Definition of yo-yo dieting
Following a strict, restrictive diet for temporarily losing weight only to regain it is known as yo-yo dieting.

What actually happens in yo-yo dieting?
In yo-yo dieting, the first time, you will lose a significant amount of weight, and then regain a few pounds more than you lost. The second time it will be more difficult to lose weight and you won’t lose as much as the first time. The weight regain will be faster and greater than the first weight regain. In other words, it’s common for people to shift back and forth between overeating and restrictive eating. You might switch cycles over the course of weeks or months, or you might move rapidly from one cycle to the other in the same day or even in the same meal. You start out with good intentions but quickly lose control. This pattern is known as yo-yo dieting. The main issue with yo-yo dieting is that when you eat what you want, you feel guilty; when you eat what you “should,” you feel deprived. Either way, you’re almost never at peace with your choices.

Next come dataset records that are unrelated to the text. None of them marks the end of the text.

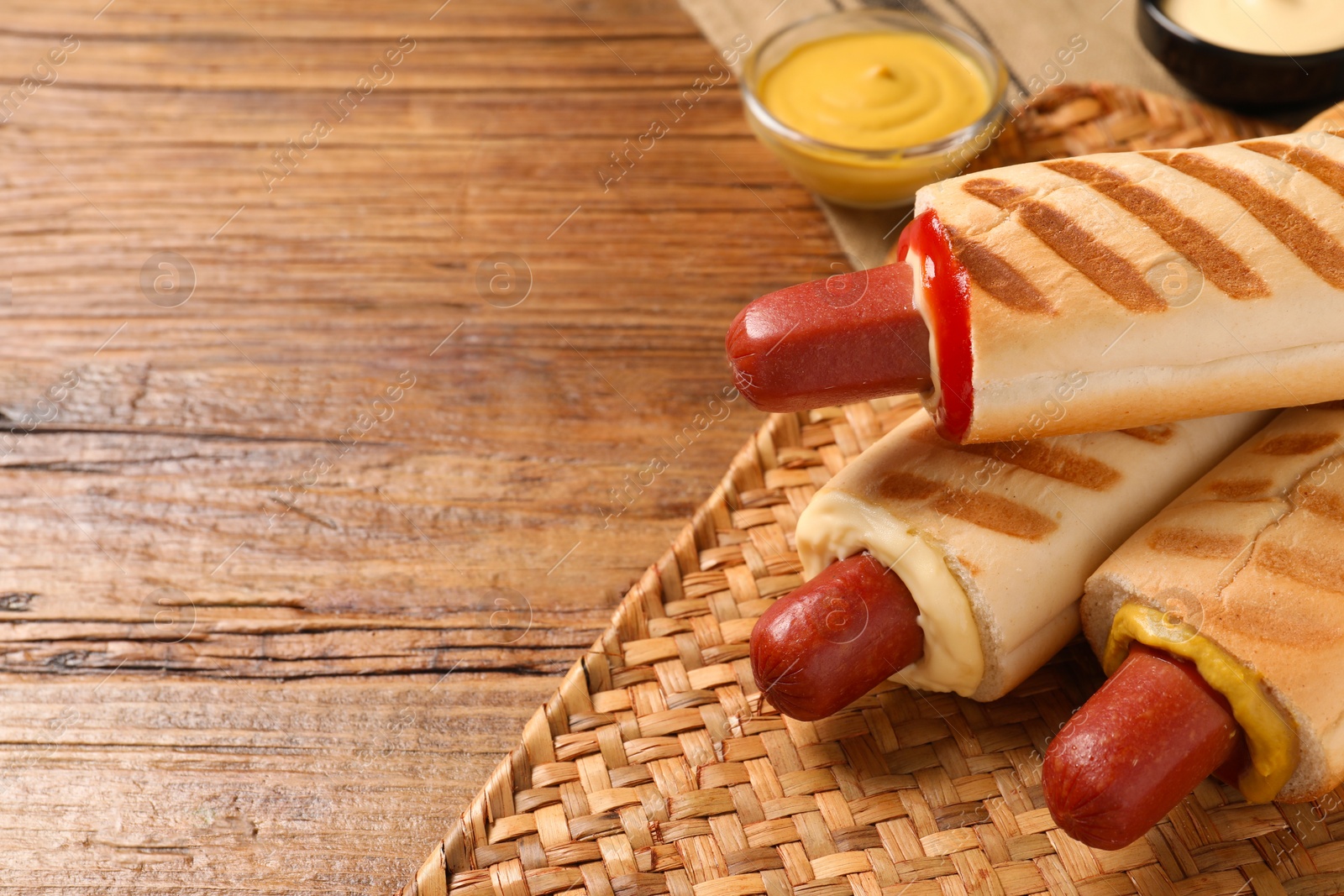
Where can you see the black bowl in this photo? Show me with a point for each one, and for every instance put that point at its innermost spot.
(1236, 78)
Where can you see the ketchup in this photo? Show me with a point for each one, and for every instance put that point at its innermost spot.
(948, 291)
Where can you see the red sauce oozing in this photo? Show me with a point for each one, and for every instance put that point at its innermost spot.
(949, 307)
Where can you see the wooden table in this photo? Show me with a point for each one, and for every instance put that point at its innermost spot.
(308, 481)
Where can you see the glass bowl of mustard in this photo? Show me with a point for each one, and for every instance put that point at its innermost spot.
(866, 107)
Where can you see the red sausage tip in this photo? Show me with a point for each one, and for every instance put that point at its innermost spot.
(1136, 748)
(835, 637)
(843, 338)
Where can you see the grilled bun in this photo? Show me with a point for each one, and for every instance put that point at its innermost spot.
(1160, 285)
(996, 540)
(1252, 558)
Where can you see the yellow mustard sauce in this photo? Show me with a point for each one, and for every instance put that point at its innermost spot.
(1270, 735)
(875, 90)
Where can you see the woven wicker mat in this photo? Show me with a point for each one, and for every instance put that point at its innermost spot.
(655, 768)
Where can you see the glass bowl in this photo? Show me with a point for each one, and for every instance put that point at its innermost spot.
(871, 177)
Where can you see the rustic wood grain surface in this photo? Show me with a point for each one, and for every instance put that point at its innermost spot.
(302, 511)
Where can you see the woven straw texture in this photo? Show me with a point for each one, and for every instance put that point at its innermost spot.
(658, 768)
(1075, 120)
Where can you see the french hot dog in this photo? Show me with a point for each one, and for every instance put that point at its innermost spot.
(1242, 575)
(1155, 728)
(1173, 284)
(991, 542)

What causes yo-yo dieting?
In shortest and simplest words, a diet-related hormone known as “Leptin” is the cause of yo-yo dieting. Leptin is designed to replace the body's store of fat after a period of deprivation. It is now believed that increase in leptin secretion is the genetic response to a low-calorie diet. The only way to avoid having this problem is to eat in such a way as to not upset leptin balance.

What is leptin?
Leptin is a hormone produced by the fat cells. Leptin is essential for survival, guiding the proper response to starvation. Problems with leptin are a major cause of the obesity epidemic. Leptin tells the brain when you need to eat to get energy.
Eating too much, eating too late in the evening or at night, snacking between meals, lack of exercise, and stress, all lead to imbalance in leptin levels and, hence, cause various dietary issues including yo-yo dieting.

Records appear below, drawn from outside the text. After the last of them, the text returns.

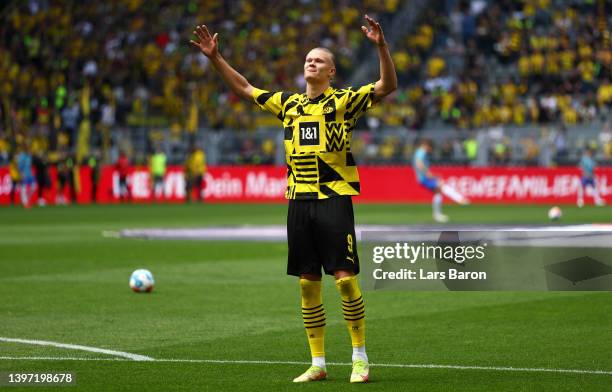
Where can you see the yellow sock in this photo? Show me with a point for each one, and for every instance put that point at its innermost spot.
(353, 309)
(313, 315)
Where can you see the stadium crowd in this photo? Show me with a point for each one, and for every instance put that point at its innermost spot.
(124, 63)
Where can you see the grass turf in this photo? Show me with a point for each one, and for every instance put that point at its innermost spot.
(61, 280)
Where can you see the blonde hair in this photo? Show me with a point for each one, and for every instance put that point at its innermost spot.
(329, 52)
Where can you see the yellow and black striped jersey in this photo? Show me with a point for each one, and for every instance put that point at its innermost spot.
(318, 136)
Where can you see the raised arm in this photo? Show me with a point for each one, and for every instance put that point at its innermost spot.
(388, 78)
(208, 45)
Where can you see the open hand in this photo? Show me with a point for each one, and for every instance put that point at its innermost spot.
(205, 42)
(375, 33)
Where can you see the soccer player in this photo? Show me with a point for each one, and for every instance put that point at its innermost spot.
(587, 167)
(26, 175)
(321, 178)
(157, 166)
(427, 180)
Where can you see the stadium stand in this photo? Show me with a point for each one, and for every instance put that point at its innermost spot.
(528, 81)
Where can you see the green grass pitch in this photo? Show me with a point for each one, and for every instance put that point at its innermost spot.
(62, 281)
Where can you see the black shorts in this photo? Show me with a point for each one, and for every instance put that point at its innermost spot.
(321, 233)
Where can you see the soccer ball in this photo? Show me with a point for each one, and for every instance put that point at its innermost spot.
(142, 281)
(555, 213)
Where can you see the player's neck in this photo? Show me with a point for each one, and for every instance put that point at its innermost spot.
(313, 90)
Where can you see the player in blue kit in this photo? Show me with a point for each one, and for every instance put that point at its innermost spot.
(426, 179)
(587, 182)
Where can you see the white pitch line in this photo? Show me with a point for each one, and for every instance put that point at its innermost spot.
(134, 357)
(394, 365)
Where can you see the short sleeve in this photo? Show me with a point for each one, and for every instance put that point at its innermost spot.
(358, 101)
(272, 102)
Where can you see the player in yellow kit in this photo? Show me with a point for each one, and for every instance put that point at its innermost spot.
(321, 178)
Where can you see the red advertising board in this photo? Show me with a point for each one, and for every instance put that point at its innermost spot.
(378, 184)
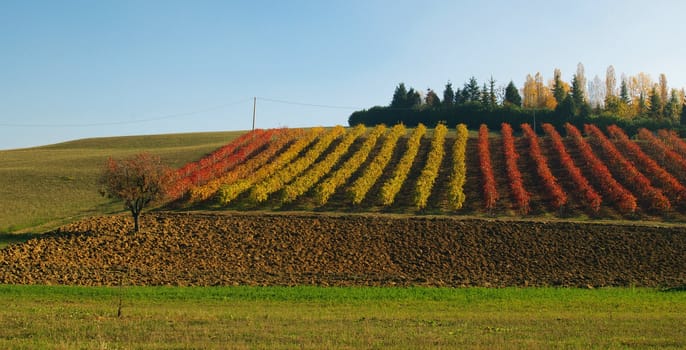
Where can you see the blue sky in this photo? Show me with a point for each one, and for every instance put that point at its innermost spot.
(78, 69)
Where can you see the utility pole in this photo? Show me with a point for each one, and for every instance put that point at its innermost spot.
(254, 108)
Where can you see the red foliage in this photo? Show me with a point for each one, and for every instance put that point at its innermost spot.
(628, 172)
(220, 161)
(668, 182)
(558, 195)
(519, 193)
(622, 197)
(673, 140)
(490, 191)
(590, 196)
(672, 158)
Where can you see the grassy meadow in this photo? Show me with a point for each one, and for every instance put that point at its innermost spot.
(314, 317)
(43, 187)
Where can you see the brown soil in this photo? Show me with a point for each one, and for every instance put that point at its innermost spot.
(207, 249)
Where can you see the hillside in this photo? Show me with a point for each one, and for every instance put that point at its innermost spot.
(632, 179)
(43, 187)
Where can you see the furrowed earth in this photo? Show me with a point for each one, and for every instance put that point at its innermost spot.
(208, 249)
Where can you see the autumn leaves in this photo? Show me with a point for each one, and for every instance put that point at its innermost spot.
(422, 168)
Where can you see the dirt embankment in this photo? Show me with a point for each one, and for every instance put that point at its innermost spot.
(215, 249)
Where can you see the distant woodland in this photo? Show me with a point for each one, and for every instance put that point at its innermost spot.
(630, 102)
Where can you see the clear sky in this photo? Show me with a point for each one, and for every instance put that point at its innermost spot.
(78, 69)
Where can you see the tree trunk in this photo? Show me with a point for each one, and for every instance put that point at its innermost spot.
(136, 216)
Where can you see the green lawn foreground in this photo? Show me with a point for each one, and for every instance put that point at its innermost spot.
(59, 317)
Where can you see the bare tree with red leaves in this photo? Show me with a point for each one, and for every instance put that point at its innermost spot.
(138, 181)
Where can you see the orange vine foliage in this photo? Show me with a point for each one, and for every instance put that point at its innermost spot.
(555, 191)
(625, 201)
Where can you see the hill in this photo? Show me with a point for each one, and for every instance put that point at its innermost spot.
(602, 175)
(43, 187)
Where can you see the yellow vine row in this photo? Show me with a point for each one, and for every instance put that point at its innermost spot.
(456, 196)
(328, 187)
(391, 188)
(201, 193)
(260, 192)
(361, 186)
(427, 177)
(308, 179)
(229, 192)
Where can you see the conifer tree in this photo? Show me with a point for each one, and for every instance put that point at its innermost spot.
(512, 96)
(448, 95)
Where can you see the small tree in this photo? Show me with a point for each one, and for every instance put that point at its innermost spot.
(138, 181)
(512, 96)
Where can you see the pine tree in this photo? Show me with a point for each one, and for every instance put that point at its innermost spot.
(492, 99)
(558, 87)
(431, 100)
(413, 98)
(512, 96)
(484, 96)
(655, 109)
(399, 97)
(624, 93)
(672, 106)
(448, 95)
(471, 92)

Complications and risks of yo-yo dieting
Restrictive diets don’t work, in fact, when you miss out on your favorite foods, you’re more likely to go off track and this yo-yo dieting can in many cases be more harmful than being slightly overweight in the first place. Yo-yo dieting often leads to a rapid weight loss, followed by weight gain once you are bored with the diet. This ‘on the diet again, off again’ approach to slimming can be harmful. Therefore, it can lead to various health issues and complications such as:

A new study has found that "yo-yo dieting" may harm a woman's immune system. The study found that maintaining the same weight over time appears to have a positive effect on a woman's immune system,

A number of other studies have also shown that rapid weight loss can cause a strain on the heart, and extreme dieting can also cause menstrual irregularities.

What is the solution?
Expert nutritionists and dieticians now strongly discourage yo-yo dieting and advise that overweight people especially women should exercise regularly and eat nutrient-dense foods amounting to approximately 1,800 calories per day. In addition, they should also take a safe and herbal diet appetite suppressant to naturally manage their desire to eat more. Such a plan will satisfy hunger with three reasonable and short meals plus snacks, in contrast to typical weight-loss diets of 1,200 to 1,400 calories per day. This strategy will also reduce the risk for chronic diseases, such as type 2 diabetes, coronary heart disease and stroke.